La finalité, dit le chercheur, « c’est de faire en sorte que les autorités politiques puissent avoir à leur disposition au-delà du livre, un outil de décision. Que l’on puisse co-construire des outils qui rendent opérationnelles nos recherches ».

Développement de la pharmacologie

Ce vœu du chercheur camerounais semble trouver une oreille attentive auprès des autorités ivoiriennes. Présent à cette séance de restitution, Traoré Djakalia, adjoint au directeur du cabinet du ministre de l’Enseignement supérieur et de la recherche scientifique (MESRS), s’est confié à SciDev.Net.

« Naturellement, ces résultats vont être exploités dans le sens du développement de la pharmacologie et on espère, à partir de ces données, mettre au point d’autres remèdes à partir des plantes », dit-il.

Ce d’autant plus que « dans le cadre de la COVID-19, le président ivoirien avait lancé un appel à l’ensemble de la population, y compris les chercheurs et tradithérapeutes, à l’effet de les mettre à contribution pour rendre disponibles toutes les connaissances sur l’utilisation des plantes dans la lutte contre les maladies », rappelle l’intéressé.

Mêmes dispositions à l’Agence nationale de l’environnement qui entend se servir des résultats de cette expertise pour son propre programme.

« Ce travail est très important. On aura besoin de ces résultats. Nous sommes en train de mettre en place un système d’information environnementale. Il a pour objet de rassembler toutes les informations environnementales et de les mettre à la disposition du public; parce que nous pensons que ce sera un bon moyen d’information, de sensibilisation et de vulgarisation », fait savoir Laurence Bony, en service dans cette institution. Pour sa part, Mamadou Ouattara, président de l’Organisation nationale des praticiens de médecine traditionnelle de Côte d’Ivoire se réjouit de la nouvelle dynamique de collaboration avec les scientifiques.

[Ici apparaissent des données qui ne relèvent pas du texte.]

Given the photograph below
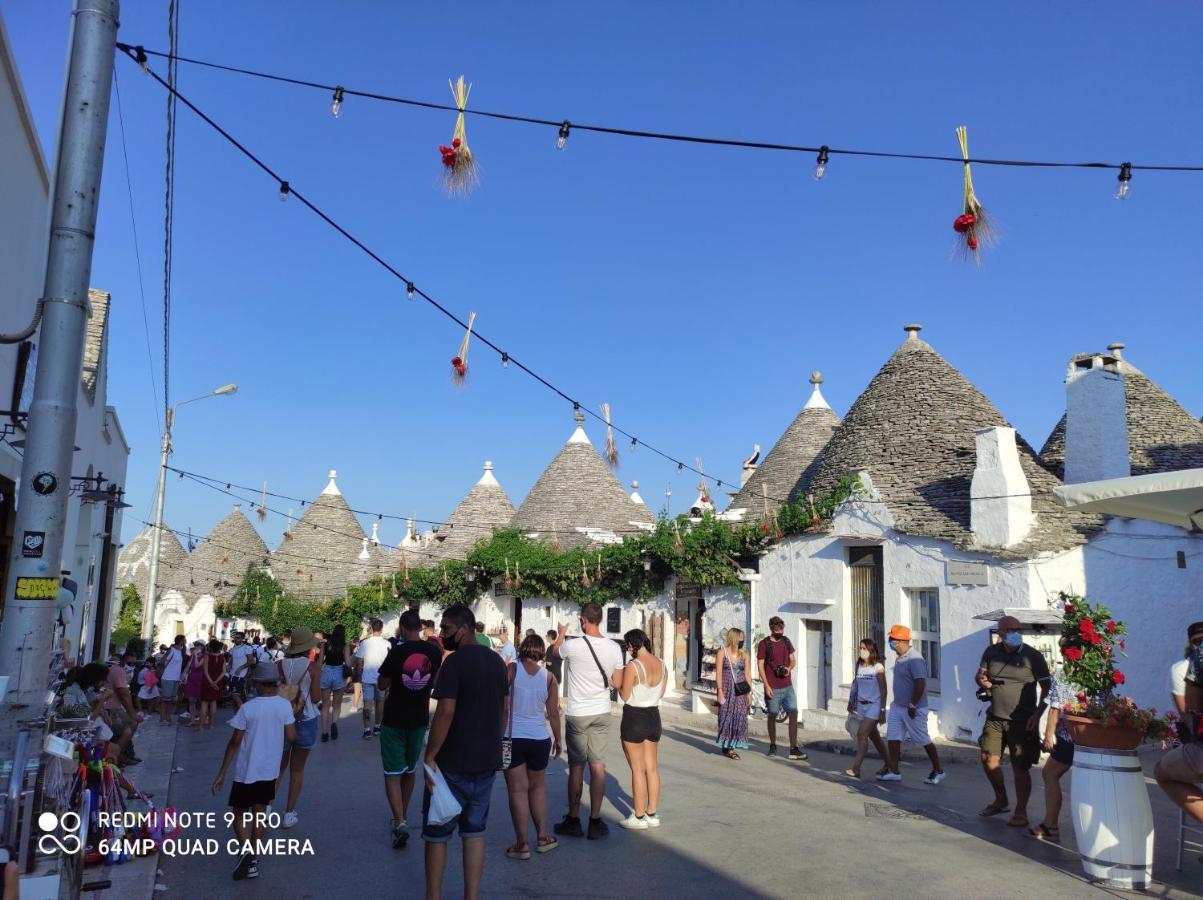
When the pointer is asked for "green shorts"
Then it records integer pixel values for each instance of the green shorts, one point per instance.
(401, 748)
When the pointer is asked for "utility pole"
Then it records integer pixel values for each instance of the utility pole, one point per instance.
(27, 632)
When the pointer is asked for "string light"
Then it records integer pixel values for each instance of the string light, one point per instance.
(1125, 179)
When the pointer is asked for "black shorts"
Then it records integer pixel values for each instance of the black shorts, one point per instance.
(531, 752)
(640, 723)
(256, 793)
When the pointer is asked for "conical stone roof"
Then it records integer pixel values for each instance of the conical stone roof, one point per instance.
(913, 431)
(323, 556)
(578, 493)
(787, 471)
(1162, 436)
(219, 562)
(485, 509)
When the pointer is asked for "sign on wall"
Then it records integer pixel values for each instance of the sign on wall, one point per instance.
(964, 572)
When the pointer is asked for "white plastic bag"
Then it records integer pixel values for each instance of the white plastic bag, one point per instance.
(444, 806)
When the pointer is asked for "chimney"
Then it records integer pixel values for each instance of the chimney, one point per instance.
(1000, 498)
(1096, 444)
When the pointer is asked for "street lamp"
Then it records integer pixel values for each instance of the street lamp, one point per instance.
(156, 536)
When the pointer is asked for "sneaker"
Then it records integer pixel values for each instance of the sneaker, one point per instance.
(247, 868)
(569, 827)
(598, 829)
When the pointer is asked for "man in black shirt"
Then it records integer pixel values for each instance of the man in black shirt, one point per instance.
(464, 746)
(409, 671)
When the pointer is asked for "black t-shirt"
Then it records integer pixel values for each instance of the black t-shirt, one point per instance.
(473, 676)
(410, 668)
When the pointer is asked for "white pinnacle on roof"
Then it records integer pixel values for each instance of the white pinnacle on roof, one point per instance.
(332, 489)
(817, 401)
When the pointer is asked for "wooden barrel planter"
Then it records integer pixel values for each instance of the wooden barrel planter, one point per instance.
(1112, 815)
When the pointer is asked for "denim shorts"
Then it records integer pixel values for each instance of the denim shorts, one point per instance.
(783, 699)
(332, 678)
(472, 792)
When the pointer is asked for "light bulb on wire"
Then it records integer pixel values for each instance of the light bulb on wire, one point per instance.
(821, 160)
(1125, 179)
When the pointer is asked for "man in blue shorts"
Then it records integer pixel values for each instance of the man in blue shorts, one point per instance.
(776, 661)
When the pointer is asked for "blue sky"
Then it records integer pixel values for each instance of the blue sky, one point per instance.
(692, 288)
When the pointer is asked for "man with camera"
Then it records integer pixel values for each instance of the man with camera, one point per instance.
(1007, 680)
(776, 659)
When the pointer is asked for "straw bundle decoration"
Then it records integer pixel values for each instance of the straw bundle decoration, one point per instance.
(458, 165)
(460, 361)
(973, 224)
(611, 449)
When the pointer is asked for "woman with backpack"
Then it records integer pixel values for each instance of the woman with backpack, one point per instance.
(301, 686)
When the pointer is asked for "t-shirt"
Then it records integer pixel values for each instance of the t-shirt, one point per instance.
(910, 668)
(372, 651)
(587, 693)
(1014, 676)
(410, 669)
(262, 720)
(775, 652)
(475, 679)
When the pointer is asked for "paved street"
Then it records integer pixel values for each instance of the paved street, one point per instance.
(754, 828)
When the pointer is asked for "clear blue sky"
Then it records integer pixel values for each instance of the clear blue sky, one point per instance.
(692, 288)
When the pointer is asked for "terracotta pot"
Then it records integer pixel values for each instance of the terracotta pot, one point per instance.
(1092, 733)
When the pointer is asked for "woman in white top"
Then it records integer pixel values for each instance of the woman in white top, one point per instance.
(867, 704)
(532, 704)
(643, 686)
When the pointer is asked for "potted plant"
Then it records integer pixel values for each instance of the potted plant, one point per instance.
(1098, 717)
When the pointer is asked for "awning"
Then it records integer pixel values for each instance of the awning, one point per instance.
(1169, 497)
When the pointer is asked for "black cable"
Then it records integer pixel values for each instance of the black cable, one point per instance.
(652, 135)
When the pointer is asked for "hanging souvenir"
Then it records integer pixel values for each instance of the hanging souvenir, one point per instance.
(458, 166)
(460, 361)
(972, 224)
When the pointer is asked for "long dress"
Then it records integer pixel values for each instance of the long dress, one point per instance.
(733, 715)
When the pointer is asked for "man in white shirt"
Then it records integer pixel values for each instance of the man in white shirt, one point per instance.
(371, 653)
(592, 667)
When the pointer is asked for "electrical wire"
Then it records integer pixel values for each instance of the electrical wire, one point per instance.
(559, 123)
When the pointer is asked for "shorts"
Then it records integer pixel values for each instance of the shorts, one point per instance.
(307, 733)
(332, 678)
(900, 727)
(472, 792)
(401, 748)
(1184, 763)
(531, 752)
(783, 699)
(1023, 746)
(587, 738)
(1064, 751)
(640, 723)
(256, 793)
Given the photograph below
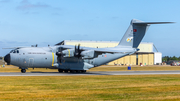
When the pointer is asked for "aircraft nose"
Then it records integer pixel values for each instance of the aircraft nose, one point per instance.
(7, 59)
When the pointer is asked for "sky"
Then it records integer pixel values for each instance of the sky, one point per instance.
(47, 22)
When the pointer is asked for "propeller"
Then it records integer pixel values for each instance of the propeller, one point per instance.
(77, 52)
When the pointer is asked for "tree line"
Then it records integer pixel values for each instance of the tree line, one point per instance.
(168, 58)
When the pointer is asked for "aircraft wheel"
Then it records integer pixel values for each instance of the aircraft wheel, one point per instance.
(60, 70)
(72, 71)
(66, 71)
(83, 71)
(23, 70)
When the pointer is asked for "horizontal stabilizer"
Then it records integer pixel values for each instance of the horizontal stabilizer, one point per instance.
(152, 22)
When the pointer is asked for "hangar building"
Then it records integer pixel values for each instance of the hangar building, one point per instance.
(145, 56)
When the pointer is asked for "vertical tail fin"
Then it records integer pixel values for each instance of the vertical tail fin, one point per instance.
(135, 33)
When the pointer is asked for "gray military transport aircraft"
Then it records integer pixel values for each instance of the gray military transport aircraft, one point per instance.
(76, 59)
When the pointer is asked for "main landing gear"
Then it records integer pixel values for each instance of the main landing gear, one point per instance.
(23, 70)
(71, 71)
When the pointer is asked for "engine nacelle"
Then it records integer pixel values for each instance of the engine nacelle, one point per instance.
(68, 53)
(88, 54)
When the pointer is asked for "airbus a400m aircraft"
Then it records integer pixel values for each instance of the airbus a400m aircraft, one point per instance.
(73, 59)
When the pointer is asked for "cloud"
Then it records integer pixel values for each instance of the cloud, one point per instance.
(26, 5)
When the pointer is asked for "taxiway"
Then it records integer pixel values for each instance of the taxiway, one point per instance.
(88, 73)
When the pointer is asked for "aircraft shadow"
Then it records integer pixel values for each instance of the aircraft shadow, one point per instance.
(90, 73)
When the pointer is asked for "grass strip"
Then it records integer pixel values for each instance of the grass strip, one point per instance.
(81, 88)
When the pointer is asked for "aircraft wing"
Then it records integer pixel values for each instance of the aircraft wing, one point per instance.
(101, 50)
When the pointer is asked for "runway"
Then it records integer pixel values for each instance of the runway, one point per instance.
(89, 73)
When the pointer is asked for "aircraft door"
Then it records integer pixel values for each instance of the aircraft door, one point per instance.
(31, 61)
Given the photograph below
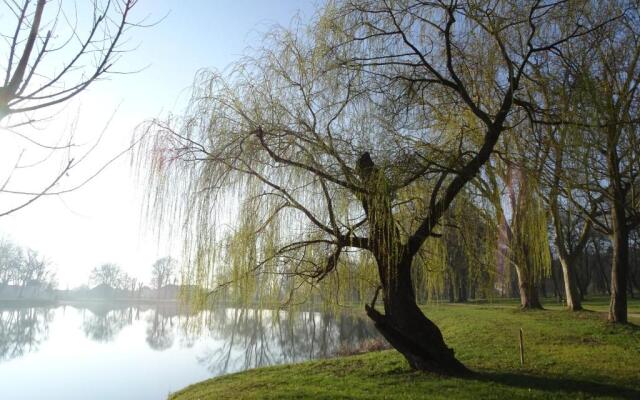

« Dans ces travaux, il ressort la manière de préserver la biodiversité et accompagner les acteurs pour mieux pratiquer leurs savoirs, les encadrer, les former et leur apprendre les bonnes pratiques. Cela nous donne de l’espoir », soutient-il.

Menée à l’initiative du ministère de l’Enseignement supérieur et de la recherche scientifique de la Côte d’Ivoire, cette expertise scientifique coordonnée par l’IRD recommande en outre de construire un institut national de recherche en médecine complémentaire et en pharmacopée traditionnelle.

Sans oublier de valoriser les savoirs locaux caractéristiques des régions de Côte d’Ivoire par des formes de reconnaissance et de réaliser un inventaire des substances d’origine végétale utilisées dans les us et coutumes du pays, notamment dans les cérémonies traditionnelles, les rites initiatiques, etc.